Science—and experience—show that we most definitely see faces in inanimate objects. But new research finds that, more often than not, we perceive those illusory faces as male.
Karen Hopkin: This is Scientific American’s 60-Second Science. I’m Karen Hopkin.
Hopkin: It’s probably happened to you. You look at a parking meter or a pickle slice or the foam in your cup of cappuccino and you think, hey, that looks like a face. It’s a phenomenon called pareidolia and it’s something we humans tend to do.
Now, a new study suggests we also do something else: we tend to see those illusory faces as having a gender….and most often we think they’re male. The finding appears in the Proceedings of the National Academy of Sciences. [Susan G. Wardle et al., Illusory faces are more likely to be perceived as male than female.]
Susan Wardle: Growing up my sister Jenny and I had our own word for examples of face pareidolia: “beezups.”
Hopkin: Susan Wardle, a cognitive neuroscientist at the National Institutes of Health in Bethesda. Her term is total nonsense. But Wardle must have felt some connection with beezups. As a grownup, she set out to study them after a conversation she had with her colleague Jessica Taubert.
Wardle: We were talking about face neurons in the brain, which respond preferentially to images of faces. But they also sometimes respond to pictures of round objects, such as apples or clocks. That reminded us of the experience of seeing faces in objects. And we thought it would be fun to find out whether the face regions of the brain respond to illusory faces in a similar way to real faces.
Hopkin: Indeed, in an earlier study, they found that the same brain regions activated by actual human faces were also triggered by faux faces in inanimate objects, like potatoes or teapots or washing machines. But that made them wonder: what do we see in these illusory faces?
Wardle: For example, do these faces appear to be of a particular age or gender? And do they have a specific emotional expression?
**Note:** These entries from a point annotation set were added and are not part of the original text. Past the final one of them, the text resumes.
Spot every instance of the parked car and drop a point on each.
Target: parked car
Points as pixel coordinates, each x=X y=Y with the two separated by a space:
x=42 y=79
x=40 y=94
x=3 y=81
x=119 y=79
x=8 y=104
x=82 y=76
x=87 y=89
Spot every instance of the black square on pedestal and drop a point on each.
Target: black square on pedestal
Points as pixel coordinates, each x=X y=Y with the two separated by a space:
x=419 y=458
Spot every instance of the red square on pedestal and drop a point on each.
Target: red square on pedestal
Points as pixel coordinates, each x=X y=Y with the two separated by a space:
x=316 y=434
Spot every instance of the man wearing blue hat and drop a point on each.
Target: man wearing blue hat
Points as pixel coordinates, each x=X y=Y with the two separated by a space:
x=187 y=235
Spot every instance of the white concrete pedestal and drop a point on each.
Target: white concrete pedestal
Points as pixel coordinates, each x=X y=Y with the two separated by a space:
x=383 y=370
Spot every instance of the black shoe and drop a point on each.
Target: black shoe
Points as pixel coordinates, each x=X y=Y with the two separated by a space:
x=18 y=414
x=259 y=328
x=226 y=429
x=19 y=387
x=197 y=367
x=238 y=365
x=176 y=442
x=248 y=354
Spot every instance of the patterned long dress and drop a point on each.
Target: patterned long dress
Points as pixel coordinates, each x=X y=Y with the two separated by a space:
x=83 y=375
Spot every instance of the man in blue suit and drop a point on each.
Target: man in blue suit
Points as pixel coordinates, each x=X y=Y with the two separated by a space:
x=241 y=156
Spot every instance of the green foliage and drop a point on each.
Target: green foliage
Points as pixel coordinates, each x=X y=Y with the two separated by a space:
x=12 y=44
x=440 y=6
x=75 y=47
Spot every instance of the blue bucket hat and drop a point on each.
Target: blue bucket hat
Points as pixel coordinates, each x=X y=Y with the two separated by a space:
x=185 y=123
Hopkin: So they set out to collect a variety of images.
Wardle: We started by finding examples of face pareidolia on the internet. Now, people send us their own examples. And we also take photos of illusory faces that we see out in the world.
Hopkin: They showed 250 of these photos to some thirty-eight hundred volunteers.
Wardle: And we found that people readily attribute these features to illusory faces. For example, a given illusory face might look like a fearful young boy or a grumpy older woman.
Hopkin: But most striking of all…
Wardle: …there was a strong bias for people to perceive illusory faces as male rather than female.
Hopkin: About four times as often, the researchers found.
Wardle: And this was the case for both female and male participants.
Hopkin: So it wasn’t just that men saw Mr. Potato Head everywhere they looked. It also wasn’t tied to the type of object in question…like a hammer versus a handbag.
Wardle: And the male bias persists when the faces are shown in black and white, so it’s not due to gender associations with color, either.
Hopkin: Obviously none of these fake faces has a biological sex.
Wardle: Which means there is no reason for us to perceive them to have a particular gender. The fact that we do shows the illusory faces also engage our social perception system.
Hopkin: And the reason we default to seeing males is that our brains need more information before we see a face as female. Think of a smiley face emoji.
Wardle: Most people would probably say that it looks more male than female. The addition of other details, such as eyelashes and hair, is used to make emojis look more female. The same is true of Lego characters.
Hopkin: The fact that we’re so quick to see faces in couch cushions and tree trunks and slices of bread…gender assignments aside…is maybe not all that surprising. The same thing happens to monkeys…creatures who are also hard-wired for making social connections.
Wardle: And it suggests that we see illusory faces because, like other social primates, our brains are so tuned into faces, we don’t want to miss a single face in the environment, even if that means occasionally making a mistake.
Hopkin: Seems the potential benefit of gaining a friend is worth more than the potential cost of losing face.
For Scientific American’s 60-Second Science, I’m Karen Hopkin.